Government welcomes undertaking to improve intensive winter grazing practices
The farming sector has agreed to make immediate improvements to intensive winter grazing practices for the coming season and the Government will help them achieve this.
Intensive winter grazing (IWG) is a farming practice where stock are confined to outdoor feeding areas planted with fodder crops.
“If done poorly, IWG has serious negative effects on animal welfare and the environment, particularly freshwater health and estuaries. Farming leaders accept that these practices need to improve and they want to be part of the solution,” Environment Minister David Parker said.
In return for the farming sector’s commitment, the Government has deferred the introduction of IWG practice regulations for a year until May 2022, while these improvements are made. However, rules preventing the expansion of IWG will still apply.
The Government will work with the farming sector to improve on-the-ground IWG practices for the benefit of freshwater quality and animal welfare.
“The one year deferment will enable an IWG farm plan ‘module’ to be rapidly developed, tested and deployed ready for formal incorporation into wider certified freshwater farm plans in 2022,” David Parker said.
David Parker and Agriculture Minister Damien O’Connor have always seen the freshwater farm plan regime as the key to achieving improvements in IWG practices.
The Ministers thanked Beef + Lamb, Dairy NZ and the entire Southland Advisory Group for working cooperatively with the Government on effective and practical solutions to manage the impacts of winter grazing on the environment and animal welfare.
Damien O’Connor said the direction of travel is known to all involved.
“This decision provides certainty of direction and timeframe. We can get on and put farm plans into place as quickly as possible across all farming operations,” Damien O’Connor said.
“Immediate improvements in IWG practices this season are required, and I have set out my expectations to both councils and industry bodies,” David Parker said.
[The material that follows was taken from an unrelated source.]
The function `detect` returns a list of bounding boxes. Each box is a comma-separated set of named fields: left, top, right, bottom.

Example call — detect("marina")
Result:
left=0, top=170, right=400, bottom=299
“Increased monitoring and reporting by councils will also ensure measurable improvements in IWG by May 2022. This will include quarterly reports to me.”
A draft IWG farm plan module has been developed by the Southland Advisory Group, which included Environment Southland, DairyNZ, Beef + Lamb, Fish and Game and Federated Farmers, with input from iwi and Local Government NZ.
“The draft module will give councils and the farming sector a head start in meeting their commitments to us,” David Parker said.
The Government is determined to stop further degradation of our waterways and estuaries and to improve water quality for all New Zealanders. That is part of our commitment to lay the foundations for a better future for the generations of New Zealanders to come.